Immigration Rights Protesters Pressure Obama

Image: Immigration Rights Protesters Pressure Obama Protesters march to the U.S. Immigrations and Customs Enforcement office in Phoenix on Oct. 14.

By Andrea Billups   |   Tuesday, 15 Oct 2013 12:27 PM

Immigration rights protesters turned up the heat on President Barack Obama Monday, as they sought to shut down a detention facility in Arizona in a move aimed at pressuring him to halt deportations and to get Congress moving again on immigration reform efforts.

According to the Washington Times, many of those protesting were illegal immigrants themselves who said they were not afraid to get arrested.

"Undocumented and unafraid," they shouted as they called on Obama to end deportations and on Congress to pass a law that would allow them to remain in the country and work toward citizenship.

Monday's protest was one of several in Arizona recently aimed at stopping Operation Streamline, a program designed to arrest and convict illegal immigrants and put them in jail for a time before sending them back to their home countries. The program has been used as a deterrent for those thinking they can cross the border and live in America unlawfully with no consequences, ABC News reported.

Protests have also taken place in Washington over the past few weeks, with illegal immigrants and immigration activists turning out at the Capitol, the White House, and on the National Mall. The protesters insist that most illegal immigrants are not criminals and should be allowed to remain in the U.S. under broader deportation policies put in place by the Obama administration.

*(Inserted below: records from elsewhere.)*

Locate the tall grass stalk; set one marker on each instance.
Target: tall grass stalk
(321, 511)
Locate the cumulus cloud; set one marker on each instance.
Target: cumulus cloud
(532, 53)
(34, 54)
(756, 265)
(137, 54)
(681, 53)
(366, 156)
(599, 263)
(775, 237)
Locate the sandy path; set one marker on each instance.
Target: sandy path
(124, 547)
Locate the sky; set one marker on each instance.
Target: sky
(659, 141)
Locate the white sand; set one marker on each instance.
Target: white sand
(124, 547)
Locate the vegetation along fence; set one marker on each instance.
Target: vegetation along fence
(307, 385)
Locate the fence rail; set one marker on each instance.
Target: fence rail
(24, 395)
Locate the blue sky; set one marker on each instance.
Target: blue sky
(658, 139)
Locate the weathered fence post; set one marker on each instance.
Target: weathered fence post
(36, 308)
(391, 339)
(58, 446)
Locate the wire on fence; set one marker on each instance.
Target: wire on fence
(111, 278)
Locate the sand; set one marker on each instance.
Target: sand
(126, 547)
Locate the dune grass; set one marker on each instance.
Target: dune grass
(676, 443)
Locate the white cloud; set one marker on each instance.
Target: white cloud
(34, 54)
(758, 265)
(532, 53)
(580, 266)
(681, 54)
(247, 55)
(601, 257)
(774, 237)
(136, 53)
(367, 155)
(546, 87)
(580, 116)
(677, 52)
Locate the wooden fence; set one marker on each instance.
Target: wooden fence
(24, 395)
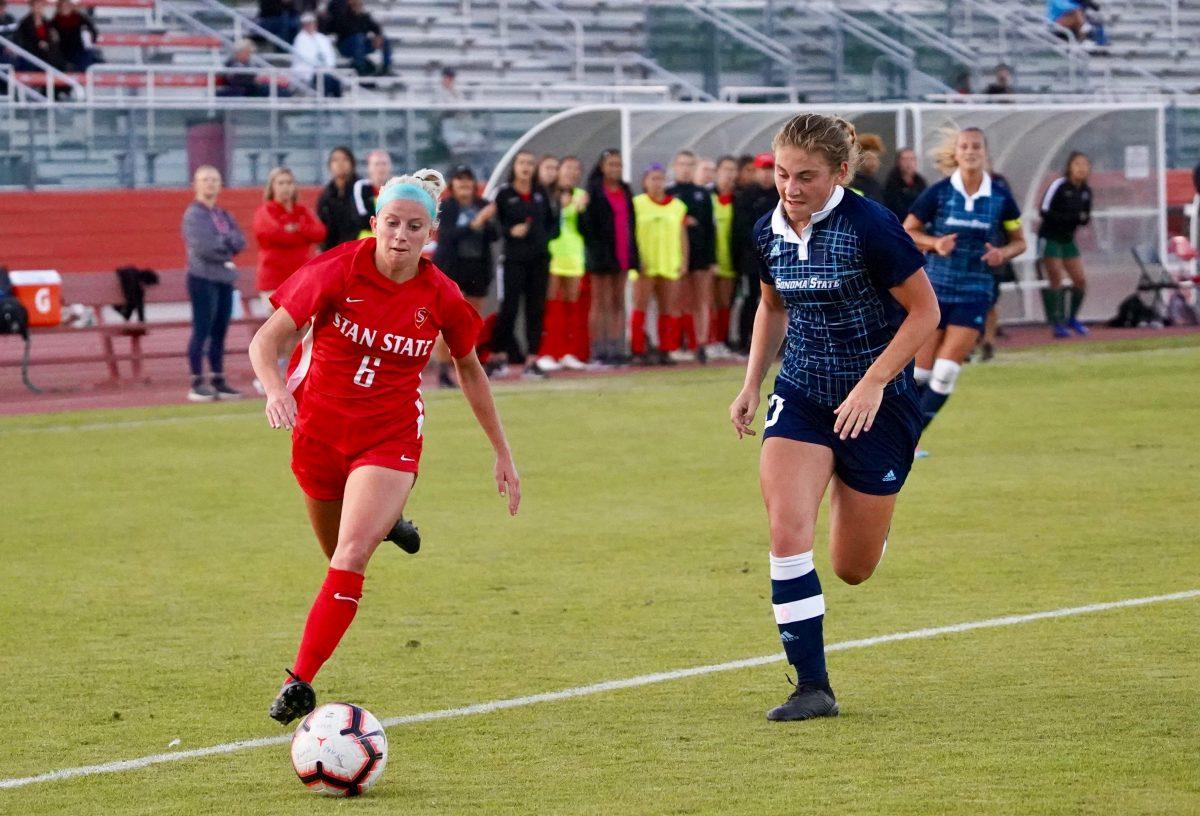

Data compiled by the Transactional Records Access Clearinghouse seems to back up that claim. Under President Obama, about 400,000 immigrants are deported each year, The Washington Times noted, citing records from the clearinghouse.

The data shows that only 10.8 percent of detainers issued by Immigration and Customs Enforcement agency during the first six months of 2013 were for serious public safety or national security threats. Of those held for deportation, just 38 percent had a criminal record of any kind, including traffic violations, The Washington Times reported.